Paddy Power Posts Gains in Turnover and Gross Win Percentage

Paddy Power's (PAP) preliminary results for 2002 indicate record turnover, operating profit and earnings per share for the year ending Dec. 31, 2002. The company's online gambling business is posting significant gains in turnover and gross win percentage, said Stewart Kenny, the chairman of the board of directors.

Turnover from all betting operations, including the group's 132 betting shops in Ireland and the United Kingdom, telephone betting and online betting was EUR 673.8 million, a 46 percent increase from last year's figure of EUR 461.1 million. Operating profit was up 101 percent, to EUR 17.1 million from EUR 8.5 million in 2001. John O'Reilly, chief executive, said the company experienced a record year.

"Driven by our focus on customer service and innovative product, we have continued to see strong growth in all channels of our core Irish business where there remain significant further opportunities for expansion," he said.

In terms of online betting, Paddy Power has more online customers who are betting more frequently than in 2001. The company had 29,660 active users at the end of 2002, compared with 14,758 active users at the end of 2001. The number of registered users has grown from 42,431 in 2001 to 121,327 in 2002. Customers are considered "active" if they have placed at least one bet in the last three months. The number of times an average active customer bets per month has grown to 13 times from 9 times in 2001.

While the number of online customers has grown substantially, the average bet has decreased six percent during the year to EUR 26.63 from EUR 28.20. Despite that, the company feels that its online brand is spearheading brand awareness in the United Kingdom, where the online betting business is growing swiftly.

Total gross margin – the amount bet minus the customers' winnings – increased by 11.43 percent for the whole group. The online betting division increased its gross margin to 8.18 percent from 6.42 percent in 2001.

dot com Entertainment Group Reports on "Transitional" Year

Internet casino software provider dot com Entertainment Group Inc. (OTCBB: DCEG) is reporting revenue of $3.5 million for the year ended Dec. 21, 2002. That figure compares to revenue of $3.8 million last year.

The Toronto-based company, along with its affiliate partner, Parlay Entertainment Ltd., said performance during the last year reflects a number of organizational changes. David Outhwaite, CEO, calls 2002 a "transitional" year.

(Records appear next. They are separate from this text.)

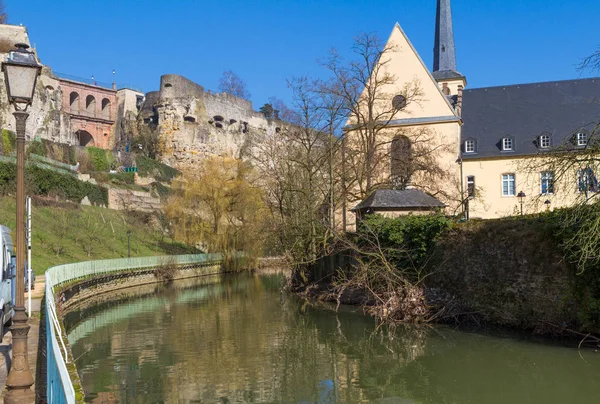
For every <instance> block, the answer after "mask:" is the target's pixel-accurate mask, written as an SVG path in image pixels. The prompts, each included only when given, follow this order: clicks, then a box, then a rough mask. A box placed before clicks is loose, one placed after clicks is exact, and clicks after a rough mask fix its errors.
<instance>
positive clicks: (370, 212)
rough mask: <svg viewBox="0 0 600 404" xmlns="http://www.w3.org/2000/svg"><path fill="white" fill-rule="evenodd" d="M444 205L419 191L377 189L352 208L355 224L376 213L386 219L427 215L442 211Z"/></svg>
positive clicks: (415, 190) (419, 190)
mask: <svg viewBox="0 0 600 404" xmlns="http://www.w3.org/2000/svg"><path fill="white" fill-rule="evenodd" d="M445 207H446V205H445V204H443V203H442V202H440V201H439V200H437V199H436V198H434V197H433V196H431V195H429V194H427V193H425V192H423V191H421V190H419V189H404V190H398V189H378V190H376V191H375V192H373V193H372V194H371V195H369V196H368V197H367V198H366V199H364V200H363V201H362V202H360V203H359V204H358V205H356V206H355V207H354V208H352V209H351V210H352V212H354V214H355V215H356V220H357V222H358V221H360V220H361V219H363V218H364V217H365V216H366V215H369V214H372V213H377V214H380V215H382V216H386V217H398V216H403V215H410V214H413V215H427V214H433V213H436V212H440V211H442V210H443V209H444V208H445Z"/></svg>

"While the short-term impact of these initiatives is reflected in our 2002 results, we're confident that DCEG is now positioned for strong performance in a growing market in 2003 and beyond," he said.

Those organizational changes included Parley increasing its licensee base by 88 percent, introducing a standardized licensing fee structure, implementing a tax-efficient corporate structure and strengthening the board of directors and senior management team.

Parlay increased its list of customers to 17 licensees, up from nine. The company also increased the number of gaming systems licensed from eight to 27.

Expenses, including non-recurring charges, were $3.3 million in 2002, compared with $2.6 million in 2001. The non-recurring charges included approximately $550,000 having to do with corporate restructuring and legal settlements.

Youbet.com Management Updates Shareholders

Youbet.com Inc. (UBET) issued an update to its shareholders this week outlining what the company has accomplished in the last year and announcing staffing changes.

David Marshall used the letter to announce that his role at the company will be changing. Marshall co-founded Youbet.com in 1987 and stayed with it until 1999. He returned in March of 2002 to help engineer its return to profitability. Marshall said he will continue as a member of the executive committee of the board of directors and that Chuck Champion, currently the COO, will move into the position of chief executive. Marshall said Champion, who was formerly in the publishing industry, has "proven to be a highly competent manager and leader."

"He has learned the industry, knows and is respected by the key players, and is ready to take responsibility for all the deliverables at Youbet.com," Marshall said of Champion.

Marshall went on to write that since March of last year, Youbet.com has increased wagering volume, cut operating costs and reduced cash burn. The online horse race wagering company has also added online withdrawals to ExpressCash, its two-way electronic check processing service, launched a new homepage, increased the number of tracks it covers and processed its 25 millionth wager.

"The U.S. market for horse race betting is over $17.2 billion, which gives us room to grow domestically," Marshall said. "The overseas market – at about $100 billion – represents a significant opportunity for Youbet.com as we begin to develop and deploy our international strategy."